Glad to hear they are the real mccoy.....i may get some for the future as well. The seller has put some back up now same price but with a make an offer option.


----------



## pendragoncs (Feb 14, 2011)

pendragoncs said:


> Glad to hear they are the real mccoy.....i may get some for the future as well. The seller has put some back up now same price but with a make an offer option.


Well just managed to get 3 sets for £20 each inc P&P.

I don't need three sets so if anyone coming along to the HasBean day want a set let me know and i'll bring them along.


----------



## pendragoncs (Feb 14, 2011)

They've arrived and to my untrained eyes the look legit.

























So anyone need a set give me a shout.


----------



## fatboyslim (Sep 29, 2011)

They do indeed look legit.

Don't use clay balls on Super Jolly burrs..................


----------



## pendragoncs (Feb 14, 2011)

fatboyslim said:


> They do indeed look legit.
> 
> Don't use clay balls on Super Jolly burrs..................

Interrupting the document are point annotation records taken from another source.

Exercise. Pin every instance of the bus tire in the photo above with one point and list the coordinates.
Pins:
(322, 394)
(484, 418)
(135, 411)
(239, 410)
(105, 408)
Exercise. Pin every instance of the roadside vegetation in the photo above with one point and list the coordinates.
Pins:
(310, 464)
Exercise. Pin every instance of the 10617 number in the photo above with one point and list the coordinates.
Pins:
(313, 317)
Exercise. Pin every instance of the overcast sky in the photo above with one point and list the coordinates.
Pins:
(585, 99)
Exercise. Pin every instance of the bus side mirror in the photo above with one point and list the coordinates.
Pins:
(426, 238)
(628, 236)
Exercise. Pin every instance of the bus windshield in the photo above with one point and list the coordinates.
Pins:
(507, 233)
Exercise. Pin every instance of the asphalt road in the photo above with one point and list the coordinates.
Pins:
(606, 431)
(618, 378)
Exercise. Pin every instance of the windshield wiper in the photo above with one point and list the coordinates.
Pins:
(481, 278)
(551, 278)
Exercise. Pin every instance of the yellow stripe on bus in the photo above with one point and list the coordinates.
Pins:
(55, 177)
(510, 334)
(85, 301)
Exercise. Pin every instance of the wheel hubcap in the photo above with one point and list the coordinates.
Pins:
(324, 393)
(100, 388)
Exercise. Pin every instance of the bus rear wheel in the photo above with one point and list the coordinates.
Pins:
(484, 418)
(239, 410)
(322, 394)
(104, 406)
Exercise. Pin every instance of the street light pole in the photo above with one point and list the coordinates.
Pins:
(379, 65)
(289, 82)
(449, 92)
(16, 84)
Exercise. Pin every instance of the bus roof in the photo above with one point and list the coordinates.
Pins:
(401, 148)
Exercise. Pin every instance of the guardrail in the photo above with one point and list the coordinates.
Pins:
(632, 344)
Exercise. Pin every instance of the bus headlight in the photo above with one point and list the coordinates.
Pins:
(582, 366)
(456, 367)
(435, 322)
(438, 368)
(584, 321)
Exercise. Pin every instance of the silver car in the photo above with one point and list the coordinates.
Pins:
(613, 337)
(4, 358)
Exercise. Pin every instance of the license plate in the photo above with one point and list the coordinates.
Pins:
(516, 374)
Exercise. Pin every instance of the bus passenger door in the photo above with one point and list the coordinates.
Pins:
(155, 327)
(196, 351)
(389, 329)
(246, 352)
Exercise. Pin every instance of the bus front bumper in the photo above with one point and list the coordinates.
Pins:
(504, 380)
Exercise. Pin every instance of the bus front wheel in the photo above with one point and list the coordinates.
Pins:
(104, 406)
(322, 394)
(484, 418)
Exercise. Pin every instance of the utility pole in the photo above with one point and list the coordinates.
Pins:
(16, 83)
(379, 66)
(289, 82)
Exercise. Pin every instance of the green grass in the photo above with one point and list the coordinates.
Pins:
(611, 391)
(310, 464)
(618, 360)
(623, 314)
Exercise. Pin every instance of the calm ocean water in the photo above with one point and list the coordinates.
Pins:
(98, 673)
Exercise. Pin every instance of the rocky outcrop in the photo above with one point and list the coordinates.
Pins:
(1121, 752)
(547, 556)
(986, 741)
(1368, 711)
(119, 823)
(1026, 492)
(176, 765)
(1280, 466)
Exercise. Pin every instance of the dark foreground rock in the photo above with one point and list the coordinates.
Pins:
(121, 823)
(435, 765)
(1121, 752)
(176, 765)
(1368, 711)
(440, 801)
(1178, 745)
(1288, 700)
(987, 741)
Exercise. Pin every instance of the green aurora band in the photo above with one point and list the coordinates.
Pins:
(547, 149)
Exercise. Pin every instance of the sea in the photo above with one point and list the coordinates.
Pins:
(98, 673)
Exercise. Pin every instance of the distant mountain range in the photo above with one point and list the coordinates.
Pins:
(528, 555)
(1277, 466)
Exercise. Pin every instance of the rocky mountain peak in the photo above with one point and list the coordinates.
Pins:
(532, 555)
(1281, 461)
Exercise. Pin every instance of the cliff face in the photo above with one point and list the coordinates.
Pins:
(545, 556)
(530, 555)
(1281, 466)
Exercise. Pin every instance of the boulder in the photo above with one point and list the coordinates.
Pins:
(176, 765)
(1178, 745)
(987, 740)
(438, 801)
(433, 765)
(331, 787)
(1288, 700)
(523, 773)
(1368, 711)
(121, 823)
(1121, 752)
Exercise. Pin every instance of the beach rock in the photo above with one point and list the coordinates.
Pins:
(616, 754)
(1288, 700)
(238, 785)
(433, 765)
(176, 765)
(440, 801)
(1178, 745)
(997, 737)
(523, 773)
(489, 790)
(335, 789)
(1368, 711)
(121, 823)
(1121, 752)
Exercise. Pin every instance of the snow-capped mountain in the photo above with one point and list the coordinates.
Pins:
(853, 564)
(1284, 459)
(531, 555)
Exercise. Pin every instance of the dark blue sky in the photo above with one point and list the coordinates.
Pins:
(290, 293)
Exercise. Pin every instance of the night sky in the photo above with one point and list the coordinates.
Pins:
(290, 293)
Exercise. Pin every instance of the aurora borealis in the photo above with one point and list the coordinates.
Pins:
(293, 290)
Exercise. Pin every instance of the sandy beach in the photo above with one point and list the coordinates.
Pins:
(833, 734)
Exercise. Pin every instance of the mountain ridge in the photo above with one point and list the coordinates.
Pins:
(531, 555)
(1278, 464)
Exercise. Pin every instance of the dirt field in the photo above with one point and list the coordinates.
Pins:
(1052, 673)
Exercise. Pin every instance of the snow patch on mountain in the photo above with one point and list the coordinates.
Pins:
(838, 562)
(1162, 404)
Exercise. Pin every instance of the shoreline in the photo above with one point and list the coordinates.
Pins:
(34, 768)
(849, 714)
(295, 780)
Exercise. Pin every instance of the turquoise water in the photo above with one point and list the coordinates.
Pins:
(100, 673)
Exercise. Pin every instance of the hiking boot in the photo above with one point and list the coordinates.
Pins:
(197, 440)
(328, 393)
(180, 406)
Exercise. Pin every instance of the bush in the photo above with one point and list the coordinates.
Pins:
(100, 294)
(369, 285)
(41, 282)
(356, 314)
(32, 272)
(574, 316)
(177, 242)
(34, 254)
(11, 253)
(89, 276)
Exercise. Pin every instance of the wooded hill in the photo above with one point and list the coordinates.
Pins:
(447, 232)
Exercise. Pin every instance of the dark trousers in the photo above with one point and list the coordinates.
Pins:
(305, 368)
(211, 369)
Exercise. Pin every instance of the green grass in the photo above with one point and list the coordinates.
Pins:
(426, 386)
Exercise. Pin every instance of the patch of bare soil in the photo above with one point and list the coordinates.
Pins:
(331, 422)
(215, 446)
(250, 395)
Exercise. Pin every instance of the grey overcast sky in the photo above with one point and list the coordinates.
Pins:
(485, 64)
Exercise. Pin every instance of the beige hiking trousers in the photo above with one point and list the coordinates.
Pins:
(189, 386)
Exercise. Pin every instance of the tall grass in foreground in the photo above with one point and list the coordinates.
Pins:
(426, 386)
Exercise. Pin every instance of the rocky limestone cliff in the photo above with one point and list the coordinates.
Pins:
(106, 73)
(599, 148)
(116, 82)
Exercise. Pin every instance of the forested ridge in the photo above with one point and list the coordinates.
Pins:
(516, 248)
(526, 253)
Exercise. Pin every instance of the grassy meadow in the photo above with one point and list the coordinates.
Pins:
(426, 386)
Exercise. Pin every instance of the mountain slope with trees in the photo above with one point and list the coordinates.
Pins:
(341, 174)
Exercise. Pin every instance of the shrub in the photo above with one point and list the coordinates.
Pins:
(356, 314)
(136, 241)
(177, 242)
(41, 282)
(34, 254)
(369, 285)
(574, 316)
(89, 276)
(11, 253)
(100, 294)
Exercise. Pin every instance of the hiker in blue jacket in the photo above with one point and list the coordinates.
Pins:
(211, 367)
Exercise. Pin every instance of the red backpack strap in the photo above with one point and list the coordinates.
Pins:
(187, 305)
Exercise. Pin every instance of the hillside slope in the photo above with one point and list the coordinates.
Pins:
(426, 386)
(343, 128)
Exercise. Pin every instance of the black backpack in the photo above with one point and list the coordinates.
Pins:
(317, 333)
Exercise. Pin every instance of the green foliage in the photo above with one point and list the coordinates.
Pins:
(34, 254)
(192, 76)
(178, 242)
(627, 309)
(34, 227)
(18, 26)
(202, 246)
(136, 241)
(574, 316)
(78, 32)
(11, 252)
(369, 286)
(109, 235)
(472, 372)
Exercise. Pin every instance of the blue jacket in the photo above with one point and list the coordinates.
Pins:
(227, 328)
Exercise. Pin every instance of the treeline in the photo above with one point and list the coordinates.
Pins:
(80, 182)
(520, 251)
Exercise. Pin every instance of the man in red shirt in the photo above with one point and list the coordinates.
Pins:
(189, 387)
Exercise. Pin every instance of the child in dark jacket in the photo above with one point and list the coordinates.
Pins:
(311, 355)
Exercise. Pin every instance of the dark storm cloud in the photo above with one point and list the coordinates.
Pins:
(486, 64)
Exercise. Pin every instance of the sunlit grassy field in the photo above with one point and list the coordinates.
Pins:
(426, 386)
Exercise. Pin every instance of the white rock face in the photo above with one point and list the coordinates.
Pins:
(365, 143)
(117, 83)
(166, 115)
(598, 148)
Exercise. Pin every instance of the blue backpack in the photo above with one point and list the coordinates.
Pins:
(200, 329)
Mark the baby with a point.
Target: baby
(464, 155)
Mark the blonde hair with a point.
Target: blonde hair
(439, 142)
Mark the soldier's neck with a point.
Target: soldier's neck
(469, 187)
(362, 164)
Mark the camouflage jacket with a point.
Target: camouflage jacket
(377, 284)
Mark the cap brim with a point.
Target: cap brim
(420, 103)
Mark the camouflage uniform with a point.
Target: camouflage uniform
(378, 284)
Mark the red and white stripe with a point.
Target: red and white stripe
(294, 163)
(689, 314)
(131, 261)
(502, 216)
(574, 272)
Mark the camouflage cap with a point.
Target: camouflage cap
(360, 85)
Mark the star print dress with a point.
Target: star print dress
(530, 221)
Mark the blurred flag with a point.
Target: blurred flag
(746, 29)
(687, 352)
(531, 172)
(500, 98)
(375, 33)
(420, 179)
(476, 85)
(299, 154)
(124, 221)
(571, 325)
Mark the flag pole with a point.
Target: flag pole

Do you now know that from experience?


----------



## fatboyslim (Sep 29, 2011)

pendragoncs said:


> Do you now know that from experience?


Advice from Coffee Hit. They say SJ burrs don't take anywhere near as much coffee to season as Robur ones.

My new burrs definitely do need a bit of coffee running through them but results straight out of the pack aren't too bad.


----------



## garydyke1 (Mar 9, 2011)

anyone fancy a Roy!?

http://www.ebay.co.uk/itm/mazzer-royal-commercial-coffee-grinder-/190691464375?pt=UK_BOI_Restaurant_RL&hash=item2c6618d4b7


----------



## lookseehear (Jul 16, 2010)

That's weird, it didn't come up in my saved search for some reason. Gonna keep an eye on it.

I had a cheeky bid on a ditting yesterday from £255 up to £290. Went for £350 in the end.


----------



## fatboyslim (Sep 29, 2011)

Finally getting round to seasoning my new burrs and I honestly can't believe how much faster they grind.

Its seriously a huge difference.

For anyone in doubt, just get the genuine burrs!


----------